Invece di sperticarsi in considerazioni pseudo-scientifiche, queste parole (e questi fatti) sono, secondo la mia modestissima opinione, il primo valore aggiunto delle attività che, spesso silenziosamente, molti cacciatori svolgono con dedizione, amore e passione, e che sono una preziosa testimonianza del solido bagaglio valoriale che la caccia vera porta sulle spalle. Attività che sono prova della moderna e corretta cultura ambientale di cui la caccia è portavoce.

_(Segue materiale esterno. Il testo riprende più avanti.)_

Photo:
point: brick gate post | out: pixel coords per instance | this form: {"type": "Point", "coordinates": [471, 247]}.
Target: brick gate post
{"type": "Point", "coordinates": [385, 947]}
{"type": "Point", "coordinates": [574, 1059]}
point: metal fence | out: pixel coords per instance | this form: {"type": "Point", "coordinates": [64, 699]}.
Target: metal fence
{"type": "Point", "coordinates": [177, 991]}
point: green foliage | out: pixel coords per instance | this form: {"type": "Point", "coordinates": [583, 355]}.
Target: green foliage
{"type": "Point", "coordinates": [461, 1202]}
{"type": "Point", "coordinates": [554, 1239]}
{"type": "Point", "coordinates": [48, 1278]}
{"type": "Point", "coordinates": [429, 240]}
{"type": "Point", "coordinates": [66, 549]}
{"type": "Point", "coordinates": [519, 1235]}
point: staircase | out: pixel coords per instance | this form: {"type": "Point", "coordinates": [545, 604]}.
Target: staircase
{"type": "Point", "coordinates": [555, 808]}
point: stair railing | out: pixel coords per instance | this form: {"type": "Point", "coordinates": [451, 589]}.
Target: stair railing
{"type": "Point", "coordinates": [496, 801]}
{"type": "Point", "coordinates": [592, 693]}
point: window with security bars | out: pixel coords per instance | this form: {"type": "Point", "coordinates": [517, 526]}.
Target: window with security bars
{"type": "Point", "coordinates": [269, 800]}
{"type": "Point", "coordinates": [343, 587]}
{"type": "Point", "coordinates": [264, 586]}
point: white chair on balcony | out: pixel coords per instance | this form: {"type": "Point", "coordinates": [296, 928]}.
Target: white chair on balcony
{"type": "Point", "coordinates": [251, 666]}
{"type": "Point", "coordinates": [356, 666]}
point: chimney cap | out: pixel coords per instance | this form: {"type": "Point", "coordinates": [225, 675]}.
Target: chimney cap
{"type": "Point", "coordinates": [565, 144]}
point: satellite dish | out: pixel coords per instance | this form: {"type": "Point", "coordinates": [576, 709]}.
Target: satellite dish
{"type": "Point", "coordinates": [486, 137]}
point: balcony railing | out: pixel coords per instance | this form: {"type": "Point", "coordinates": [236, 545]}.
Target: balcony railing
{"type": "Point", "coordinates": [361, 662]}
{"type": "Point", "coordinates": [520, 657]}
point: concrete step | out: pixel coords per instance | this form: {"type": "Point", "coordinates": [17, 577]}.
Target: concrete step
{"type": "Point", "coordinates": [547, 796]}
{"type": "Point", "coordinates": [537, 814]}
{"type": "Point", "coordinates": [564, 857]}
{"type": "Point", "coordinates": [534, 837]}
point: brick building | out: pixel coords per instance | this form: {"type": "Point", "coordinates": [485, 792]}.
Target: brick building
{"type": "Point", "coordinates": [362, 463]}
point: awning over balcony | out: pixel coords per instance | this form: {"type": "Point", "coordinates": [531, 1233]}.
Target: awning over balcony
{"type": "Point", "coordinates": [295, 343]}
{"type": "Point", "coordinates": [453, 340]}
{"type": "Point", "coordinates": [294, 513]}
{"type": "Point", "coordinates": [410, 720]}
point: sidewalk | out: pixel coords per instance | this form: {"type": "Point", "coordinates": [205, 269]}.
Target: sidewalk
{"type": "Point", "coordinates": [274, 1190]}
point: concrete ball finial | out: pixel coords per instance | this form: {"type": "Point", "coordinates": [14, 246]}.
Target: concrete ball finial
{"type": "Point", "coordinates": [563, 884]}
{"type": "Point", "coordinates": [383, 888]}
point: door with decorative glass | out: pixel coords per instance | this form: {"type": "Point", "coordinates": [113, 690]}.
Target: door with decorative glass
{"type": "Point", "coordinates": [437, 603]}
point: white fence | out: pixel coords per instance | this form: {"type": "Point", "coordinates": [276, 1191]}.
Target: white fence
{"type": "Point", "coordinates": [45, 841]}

Aggiungo un’ultima riflessione. Se si sollecita un approccio diverso a chi si presta a contribuire con il lavoro sul campo a raccogliere dati utili per mettere a punto una serie di azioni volte a gestire correttamente la fauna, la stessa onestà intellettuale nel svolgere il proprio ruolo va sollecitata anche al mondo della scienza. Perché il possesso della conoscenza non deve uccidere il senso di meraviglia e mistero, e non deve essere limitato da pregiudizi. E chi non ammette l’insondabile mistero – parole di Albert Einstein e non mie – non può essere neanche uno scienziato. Ma questa è un’altra storia.